The experiments presented here give some insight into the mechanism of initiation codon selection in eIF4G mRNA. First, mutational analysis indicates that the AUG at nt 369 is the initiation codon (Fig. 4). The fact that multiple eIF4G bands are observed on SDS-polyacrylamide gel electrophoresis (30) has given rise to speculation that eIF4G is initiated at several different translation initiation sites, but this is now less likely. Second, the data in Fig. 5 suggest that the 40 S ribosomal subunit lands between nt 298 and 319. The upstream limit is based on the finding that an out-of-frame AUG at nt 298 had no effect on luciferase expression. The dramatic decrease in luciferase expression caused by introduction of out-of-frame AUGs at nt 319 and 340 suggests that the downstream limit is at nt 319. This also suggests that ribosomal subunit scanning is involved, because initiation codons can be recognized by 40 S subunits regardless of whether they are located at nt 319, 340, or 369. Further support for the scanning model comes from experimental results that are not consistent with a landing model. In the landing model, used by encephalomyocarditis virus, the spacing between the PPT and the initiator AUG is critical for expression (2). Yet in the case of the eIF4G IRES, similar expression is observed when the spacing is 12 nt (Fig. 6, C/4G+B322-363/LA), 35 nt (Fig. 2, C/4G 322-357/L), 55 nt (Fig. 4, C/4G+/L), 62 nt (Fig. 4, C/4G+A/L), and 70 nt (Fig. 2, C/4G/L). With respect to models of initiation codon selection, the eIF4G IRES is more similar to entero- and rhinovirus IRESs (53-55) than cardiovirus IRESs (49) because scanning seems to occur and because a 20-25 nt spacer is not needed. The failure of out-of-frame AUGs downstream of the PPT to completely eliminate luciferase expression suggests leaky scanning.

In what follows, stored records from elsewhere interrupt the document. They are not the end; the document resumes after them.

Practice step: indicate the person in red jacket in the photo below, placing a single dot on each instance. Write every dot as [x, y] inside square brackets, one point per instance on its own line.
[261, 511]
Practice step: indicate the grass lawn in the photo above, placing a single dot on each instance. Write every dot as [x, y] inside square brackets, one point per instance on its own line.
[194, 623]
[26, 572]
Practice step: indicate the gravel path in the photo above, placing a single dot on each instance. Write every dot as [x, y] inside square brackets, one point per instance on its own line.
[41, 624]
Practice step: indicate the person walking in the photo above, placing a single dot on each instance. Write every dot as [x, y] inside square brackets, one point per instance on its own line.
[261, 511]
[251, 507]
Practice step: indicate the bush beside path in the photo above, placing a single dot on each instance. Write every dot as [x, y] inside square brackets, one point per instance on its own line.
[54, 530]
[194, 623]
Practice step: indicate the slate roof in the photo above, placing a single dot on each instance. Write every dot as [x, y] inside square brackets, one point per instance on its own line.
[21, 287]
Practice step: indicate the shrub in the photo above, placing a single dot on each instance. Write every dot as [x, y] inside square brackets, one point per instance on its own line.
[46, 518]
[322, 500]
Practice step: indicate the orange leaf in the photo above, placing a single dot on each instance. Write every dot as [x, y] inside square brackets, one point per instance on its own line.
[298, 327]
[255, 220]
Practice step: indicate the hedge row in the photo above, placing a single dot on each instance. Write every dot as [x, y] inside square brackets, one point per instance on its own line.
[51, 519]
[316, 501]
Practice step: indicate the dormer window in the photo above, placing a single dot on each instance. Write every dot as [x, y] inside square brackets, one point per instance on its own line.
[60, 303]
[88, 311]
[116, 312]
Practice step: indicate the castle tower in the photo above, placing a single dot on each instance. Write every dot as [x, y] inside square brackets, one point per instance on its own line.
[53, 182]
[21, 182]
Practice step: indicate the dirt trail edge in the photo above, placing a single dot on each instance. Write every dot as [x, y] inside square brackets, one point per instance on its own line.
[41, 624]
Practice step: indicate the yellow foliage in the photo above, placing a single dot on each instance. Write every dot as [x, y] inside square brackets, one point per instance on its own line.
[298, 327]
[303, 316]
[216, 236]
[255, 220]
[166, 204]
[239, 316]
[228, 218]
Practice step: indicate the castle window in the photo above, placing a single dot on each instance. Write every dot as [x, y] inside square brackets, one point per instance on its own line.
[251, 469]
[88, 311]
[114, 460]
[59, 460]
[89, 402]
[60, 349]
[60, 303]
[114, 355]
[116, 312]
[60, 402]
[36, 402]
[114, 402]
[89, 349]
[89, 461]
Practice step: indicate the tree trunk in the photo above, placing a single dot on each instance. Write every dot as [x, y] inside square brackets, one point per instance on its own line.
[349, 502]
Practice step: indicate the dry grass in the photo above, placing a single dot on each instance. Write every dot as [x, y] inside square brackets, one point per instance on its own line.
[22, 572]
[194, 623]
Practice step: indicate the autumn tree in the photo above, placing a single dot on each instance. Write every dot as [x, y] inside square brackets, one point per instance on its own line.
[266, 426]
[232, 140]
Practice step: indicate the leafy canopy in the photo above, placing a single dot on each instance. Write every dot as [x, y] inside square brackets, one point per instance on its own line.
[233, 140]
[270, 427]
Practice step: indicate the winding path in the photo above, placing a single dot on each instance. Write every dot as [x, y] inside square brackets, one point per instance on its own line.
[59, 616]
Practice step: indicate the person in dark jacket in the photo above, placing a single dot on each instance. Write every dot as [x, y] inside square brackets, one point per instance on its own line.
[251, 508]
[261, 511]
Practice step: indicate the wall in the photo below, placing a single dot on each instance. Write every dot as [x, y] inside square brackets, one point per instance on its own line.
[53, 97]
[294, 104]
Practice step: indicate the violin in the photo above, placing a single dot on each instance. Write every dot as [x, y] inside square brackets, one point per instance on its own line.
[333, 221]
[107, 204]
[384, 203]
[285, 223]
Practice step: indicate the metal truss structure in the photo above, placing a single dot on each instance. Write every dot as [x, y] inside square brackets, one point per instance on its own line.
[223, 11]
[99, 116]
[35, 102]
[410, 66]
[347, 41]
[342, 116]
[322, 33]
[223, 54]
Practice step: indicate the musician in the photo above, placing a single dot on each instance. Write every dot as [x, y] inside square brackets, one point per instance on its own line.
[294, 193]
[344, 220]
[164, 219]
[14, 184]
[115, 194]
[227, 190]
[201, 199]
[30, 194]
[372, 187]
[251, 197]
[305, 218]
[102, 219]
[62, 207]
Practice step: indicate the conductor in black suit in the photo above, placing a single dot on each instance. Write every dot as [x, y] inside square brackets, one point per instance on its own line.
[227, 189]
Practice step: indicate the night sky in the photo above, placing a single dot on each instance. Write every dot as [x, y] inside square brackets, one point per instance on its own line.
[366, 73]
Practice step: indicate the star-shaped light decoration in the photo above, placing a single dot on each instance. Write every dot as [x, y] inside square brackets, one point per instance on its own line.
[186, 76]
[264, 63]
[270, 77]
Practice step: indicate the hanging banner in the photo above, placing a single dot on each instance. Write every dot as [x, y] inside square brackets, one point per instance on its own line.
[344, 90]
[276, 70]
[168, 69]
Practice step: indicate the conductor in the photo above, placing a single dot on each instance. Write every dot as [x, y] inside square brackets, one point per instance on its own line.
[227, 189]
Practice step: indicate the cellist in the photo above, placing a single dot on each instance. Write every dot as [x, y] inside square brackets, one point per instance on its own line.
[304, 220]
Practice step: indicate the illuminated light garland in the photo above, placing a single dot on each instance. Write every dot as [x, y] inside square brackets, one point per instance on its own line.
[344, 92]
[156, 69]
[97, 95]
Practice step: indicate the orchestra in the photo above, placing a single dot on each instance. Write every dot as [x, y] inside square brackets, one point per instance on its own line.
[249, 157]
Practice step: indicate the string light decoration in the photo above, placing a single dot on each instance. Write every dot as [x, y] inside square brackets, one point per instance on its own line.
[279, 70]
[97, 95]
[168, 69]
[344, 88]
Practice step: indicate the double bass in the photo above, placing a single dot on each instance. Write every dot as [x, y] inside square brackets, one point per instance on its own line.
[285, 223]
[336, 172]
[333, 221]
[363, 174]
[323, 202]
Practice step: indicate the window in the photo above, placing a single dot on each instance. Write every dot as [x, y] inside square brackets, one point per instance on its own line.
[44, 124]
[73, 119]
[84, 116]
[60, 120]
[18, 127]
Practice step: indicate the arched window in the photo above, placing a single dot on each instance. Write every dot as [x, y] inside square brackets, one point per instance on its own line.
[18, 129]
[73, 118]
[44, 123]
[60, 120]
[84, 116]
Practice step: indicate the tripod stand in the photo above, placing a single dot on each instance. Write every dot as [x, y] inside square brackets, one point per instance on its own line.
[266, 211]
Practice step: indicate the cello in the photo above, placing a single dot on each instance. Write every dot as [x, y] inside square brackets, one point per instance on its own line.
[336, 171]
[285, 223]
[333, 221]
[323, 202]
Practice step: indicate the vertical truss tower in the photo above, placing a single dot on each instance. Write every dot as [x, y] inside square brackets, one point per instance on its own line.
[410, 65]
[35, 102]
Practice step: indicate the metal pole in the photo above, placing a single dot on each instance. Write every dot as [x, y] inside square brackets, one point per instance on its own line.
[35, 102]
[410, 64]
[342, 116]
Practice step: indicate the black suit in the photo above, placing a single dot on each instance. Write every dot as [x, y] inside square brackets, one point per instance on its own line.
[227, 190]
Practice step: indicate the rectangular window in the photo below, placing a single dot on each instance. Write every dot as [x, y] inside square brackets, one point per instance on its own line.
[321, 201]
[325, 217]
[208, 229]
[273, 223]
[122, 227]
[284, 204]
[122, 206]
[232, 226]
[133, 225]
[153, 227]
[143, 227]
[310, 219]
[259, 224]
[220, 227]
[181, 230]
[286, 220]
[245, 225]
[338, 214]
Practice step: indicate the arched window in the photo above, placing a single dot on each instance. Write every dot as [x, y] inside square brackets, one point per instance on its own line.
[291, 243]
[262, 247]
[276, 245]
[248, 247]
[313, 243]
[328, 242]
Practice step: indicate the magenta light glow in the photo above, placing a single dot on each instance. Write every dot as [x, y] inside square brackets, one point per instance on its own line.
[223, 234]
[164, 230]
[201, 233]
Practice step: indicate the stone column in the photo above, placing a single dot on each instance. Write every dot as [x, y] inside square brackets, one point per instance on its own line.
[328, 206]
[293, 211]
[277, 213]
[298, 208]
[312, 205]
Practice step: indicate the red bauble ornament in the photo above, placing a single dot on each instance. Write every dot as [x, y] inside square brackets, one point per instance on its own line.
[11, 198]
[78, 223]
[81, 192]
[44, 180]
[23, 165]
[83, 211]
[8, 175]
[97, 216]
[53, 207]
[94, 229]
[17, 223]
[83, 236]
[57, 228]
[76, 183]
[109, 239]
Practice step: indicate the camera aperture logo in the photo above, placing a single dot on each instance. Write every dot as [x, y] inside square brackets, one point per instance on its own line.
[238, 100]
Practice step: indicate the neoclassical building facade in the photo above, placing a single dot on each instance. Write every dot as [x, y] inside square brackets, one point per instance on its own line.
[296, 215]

Despite these similarities of the eIF4G IRES to those of picornaviruses, it must be recognized that the cellular IRESs may operate in a fundamentally different manner than picornaviral IRESs. This is because cellular IRES-containing mRNAs contain two regulatory elements, the cap and poly(A) tail, that are not present in picornaviral RNAs. These elements have strong, positive roles on translation initiation (56, 57). It is conceivable that one or both of these elements play a role in translation of cellular IRES-containing mRNAs. The cap, for instance, may be a factor in the autoregulation of eIF4G protein levels. In such a scenario, if the cellular capacity to carry out cap-dependent translation were high, the cap of eIF4G mRNA would compete with the IRES for binding of the 40 S ribosomal subunit, but this would not lead to eIF4G synthesis. If the capacity to carry out cap-dependent initiation were low due to low eIF4G levels, the cap would not compete with the IRES for 40 S subunit binding and eIF4G mRNA would be translated. A similar scenario could be envisioned concerning poly(A)-mediated translation initiation.